By SHANNON COLAVECCHIO-VAN SICKLER, Times Staff Writer
Published December 5, 2007
State auditors found a number of financial flaws and questionable practices at Florida's flagship public university during the 2006-07 budget year, according to a new operational report.
The auditor general found 21 areas where the University of Florida overspent, didn't follow state procedures and failed to properly document payroll, contracts and other matters.
UF spokesman Steve Orlando said university officials have responded to auditors' concerns and are taking measures to correct the problems.
He pointed out that this most recent audit had fewer findings than previous years' audits. The operational audit for 2004, for example, found 25 problems.
"When you consider the size of the place and the number of people employed here, this is really middle of the pack," Orlando said.
One of the auditors' biggest concerns was millions in long-running budget deficits in UF's largest college, liberal arts and sciences, which spent $4.7-million more than budgeted in 2005-06 and nearly $3-million more than was budgeted for the following year.
The liberal arts college's woes were first reported in 2006, and UF has since reorganized the college and made budget cuts.
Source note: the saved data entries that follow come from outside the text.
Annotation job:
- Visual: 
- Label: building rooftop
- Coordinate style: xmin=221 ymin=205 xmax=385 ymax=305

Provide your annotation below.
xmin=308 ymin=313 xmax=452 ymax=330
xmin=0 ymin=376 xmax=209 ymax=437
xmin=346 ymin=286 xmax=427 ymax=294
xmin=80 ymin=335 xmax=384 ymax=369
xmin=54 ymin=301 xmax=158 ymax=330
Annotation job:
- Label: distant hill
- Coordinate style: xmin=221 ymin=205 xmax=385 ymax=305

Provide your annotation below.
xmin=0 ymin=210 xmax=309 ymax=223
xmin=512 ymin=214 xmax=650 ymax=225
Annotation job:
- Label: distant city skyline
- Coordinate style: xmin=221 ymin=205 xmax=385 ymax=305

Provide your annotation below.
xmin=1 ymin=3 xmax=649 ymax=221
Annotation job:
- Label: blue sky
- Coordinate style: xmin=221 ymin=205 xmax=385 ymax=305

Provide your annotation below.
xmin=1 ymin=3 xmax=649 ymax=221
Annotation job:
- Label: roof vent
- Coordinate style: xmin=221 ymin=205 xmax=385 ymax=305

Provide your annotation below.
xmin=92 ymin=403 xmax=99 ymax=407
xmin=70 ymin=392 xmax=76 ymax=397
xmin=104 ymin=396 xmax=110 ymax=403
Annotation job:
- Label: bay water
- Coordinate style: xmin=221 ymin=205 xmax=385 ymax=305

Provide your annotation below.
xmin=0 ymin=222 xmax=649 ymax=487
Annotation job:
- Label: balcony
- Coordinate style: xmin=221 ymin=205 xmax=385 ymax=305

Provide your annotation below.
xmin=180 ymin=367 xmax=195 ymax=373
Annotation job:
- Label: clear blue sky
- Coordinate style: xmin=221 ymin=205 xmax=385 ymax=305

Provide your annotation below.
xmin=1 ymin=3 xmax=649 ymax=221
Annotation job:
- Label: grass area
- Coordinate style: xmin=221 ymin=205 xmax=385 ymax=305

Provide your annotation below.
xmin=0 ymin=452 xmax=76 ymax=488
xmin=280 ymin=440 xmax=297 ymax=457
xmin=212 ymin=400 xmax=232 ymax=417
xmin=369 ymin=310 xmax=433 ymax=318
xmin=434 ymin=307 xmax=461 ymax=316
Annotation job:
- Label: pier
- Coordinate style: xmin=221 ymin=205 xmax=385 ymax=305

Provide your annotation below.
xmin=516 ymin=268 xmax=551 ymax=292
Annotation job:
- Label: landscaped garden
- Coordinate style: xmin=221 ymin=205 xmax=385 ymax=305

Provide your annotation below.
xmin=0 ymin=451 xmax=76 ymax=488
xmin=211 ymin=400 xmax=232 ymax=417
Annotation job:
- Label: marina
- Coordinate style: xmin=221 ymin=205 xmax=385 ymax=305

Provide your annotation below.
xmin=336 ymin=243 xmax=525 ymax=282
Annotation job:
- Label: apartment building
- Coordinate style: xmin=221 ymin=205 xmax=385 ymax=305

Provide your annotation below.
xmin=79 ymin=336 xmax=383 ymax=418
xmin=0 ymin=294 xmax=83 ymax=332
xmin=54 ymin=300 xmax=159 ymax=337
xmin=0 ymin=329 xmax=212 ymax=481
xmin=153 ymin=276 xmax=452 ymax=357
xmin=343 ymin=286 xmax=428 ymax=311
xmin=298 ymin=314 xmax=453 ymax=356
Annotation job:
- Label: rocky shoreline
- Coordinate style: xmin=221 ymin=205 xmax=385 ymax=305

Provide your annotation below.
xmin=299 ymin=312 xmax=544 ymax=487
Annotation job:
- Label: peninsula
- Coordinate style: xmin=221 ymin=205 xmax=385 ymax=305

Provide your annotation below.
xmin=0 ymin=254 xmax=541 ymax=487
This year, trustees also adopted new budget guidelines and staff training requirements to prevent future overspending.
Auditors also questioned the legality and expenditure of certain UF fees, including those charged to students who study abroad and to students enrolled in master's business programs.
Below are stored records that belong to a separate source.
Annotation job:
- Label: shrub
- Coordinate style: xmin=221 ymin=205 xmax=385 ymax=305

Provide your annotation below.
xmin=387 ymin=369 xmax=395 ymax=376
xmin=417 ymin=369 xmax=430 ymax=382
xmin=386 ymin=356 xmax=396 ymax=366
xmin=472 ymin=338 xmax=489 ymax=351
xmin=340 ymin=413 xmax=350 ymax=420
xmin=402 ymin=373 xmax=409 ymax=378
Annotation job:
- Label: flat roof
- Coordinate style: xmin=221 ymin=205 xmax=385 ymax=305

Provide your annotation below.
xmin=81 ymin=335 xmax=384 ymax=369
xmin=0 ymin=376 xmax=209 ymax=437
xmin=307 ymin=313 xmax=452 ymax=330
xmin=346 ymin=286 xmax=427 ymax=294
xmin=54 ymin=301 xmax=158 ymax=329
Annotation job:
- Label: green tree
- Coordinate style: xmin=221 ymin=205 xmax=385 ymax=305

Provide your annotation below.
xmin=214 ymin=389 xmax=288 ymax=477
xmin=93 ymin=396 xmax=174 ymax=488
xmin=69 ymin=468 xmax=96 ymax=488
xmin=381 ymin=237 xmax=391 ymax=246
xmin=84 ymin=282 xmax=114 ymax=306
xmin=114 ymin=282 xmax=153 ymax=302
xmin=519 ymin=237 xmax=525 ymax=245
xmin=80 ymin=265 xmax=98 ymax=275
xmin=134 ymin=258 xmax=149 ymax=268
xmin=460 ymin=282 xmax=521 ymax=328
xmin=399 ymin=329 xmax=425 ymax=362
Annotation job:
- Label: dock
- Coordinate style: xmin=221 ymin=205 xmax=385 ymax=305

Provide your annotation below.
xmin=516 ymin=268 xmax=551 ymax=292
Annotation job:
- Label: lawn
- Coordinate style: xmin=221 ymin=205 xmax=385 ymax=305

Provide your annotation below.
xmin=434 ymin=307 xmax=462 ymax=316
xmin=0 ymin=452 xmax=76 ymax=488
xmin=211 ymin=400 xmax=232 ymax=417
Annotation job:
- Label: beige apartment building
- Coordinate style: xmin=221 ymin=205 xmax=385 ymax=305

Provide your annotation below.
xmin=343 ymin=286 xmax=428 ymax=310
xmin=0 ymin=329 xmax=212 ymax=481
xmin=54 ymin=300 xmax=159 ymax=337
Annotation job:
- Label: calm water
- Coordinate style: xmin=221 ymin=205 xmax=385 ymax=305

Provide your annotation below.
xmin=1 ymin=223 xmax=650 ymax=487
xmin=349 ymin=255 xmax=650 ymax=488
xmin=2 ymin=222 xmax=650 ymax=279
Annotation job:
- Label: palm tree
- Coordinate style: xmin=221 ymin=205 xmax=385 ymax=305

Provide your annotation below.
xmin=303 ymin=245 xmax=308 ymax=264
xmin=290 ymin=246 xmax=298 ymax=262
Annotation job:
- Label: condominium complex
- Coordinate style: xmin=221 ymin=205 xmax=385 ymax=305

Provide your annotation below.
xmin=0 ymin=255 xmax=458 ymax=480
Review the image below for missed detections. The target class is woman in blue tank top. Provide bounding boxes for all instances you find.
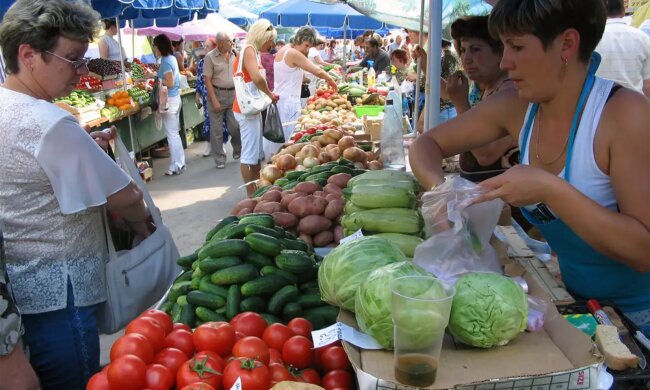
[410,0,650,336]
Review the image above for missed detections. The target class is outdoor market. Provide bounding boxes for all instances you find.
[0,0,649,389]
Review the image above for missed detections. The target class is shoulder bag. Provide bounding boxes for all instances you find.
[234,45,272,115]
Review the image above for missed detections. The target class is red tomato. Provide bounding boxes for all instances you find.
[282,336,314,369]
[126,316,166,352]
[297,368,321,386]
[232,336,270,366]
[107,355,147,390]
[178,384,216,390]
[230,312,267,338]
[262,323,294,350]
[110,333,155,364]
[319,346,352,372]
[176,354,224,389]
[193,322,236,357]
[287,318,313,339]
[223,358,270,390]
[140,309,173,335]
[268,348,283,365]
[87,370,110,390]
[322,369,354,390]
[163,329,195,358]
[153,347,188,377]
[145,364,174,390]
[173,323,192,332]
[269,363,294,385]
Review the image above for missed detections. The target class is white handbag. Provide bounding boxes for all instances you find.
[97,135,181,334]
[234,45,272,115]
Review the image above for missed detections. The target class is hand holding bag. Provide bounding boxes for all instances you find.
[234,45,272,115]
[97,135,181,334]
[263,102,285,143]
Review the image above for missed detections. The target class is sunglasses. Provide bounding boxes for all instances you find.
[44,51,90,70]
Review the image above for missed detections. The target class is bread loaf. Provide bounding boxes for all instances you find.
[595,325,639,370]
Business fees for "materials and supplies" and other expenses generated more than $8-million for the '06-07 budget year, yet UF did not provide documentation to satisfy auditors that the revenue was properly spent or necessary.
UF's response maintains it has the right to charge those fees, based on UF policy, state law and Board of Governors regulations.
Auditors concluded the Institute of Food and Agricultural Science also needs to do a better job of collecting the money it is owed for contracts and grants.
Records show the institute last year was owed more than $16-million dating to before 2003. Orlando said that reflects contract and grant payments that various state agencies have yet to pay.
UF officials told auditors that they are developing policies to tighten up the collections process and that they have reduced the amount owed to the institute by $10-million.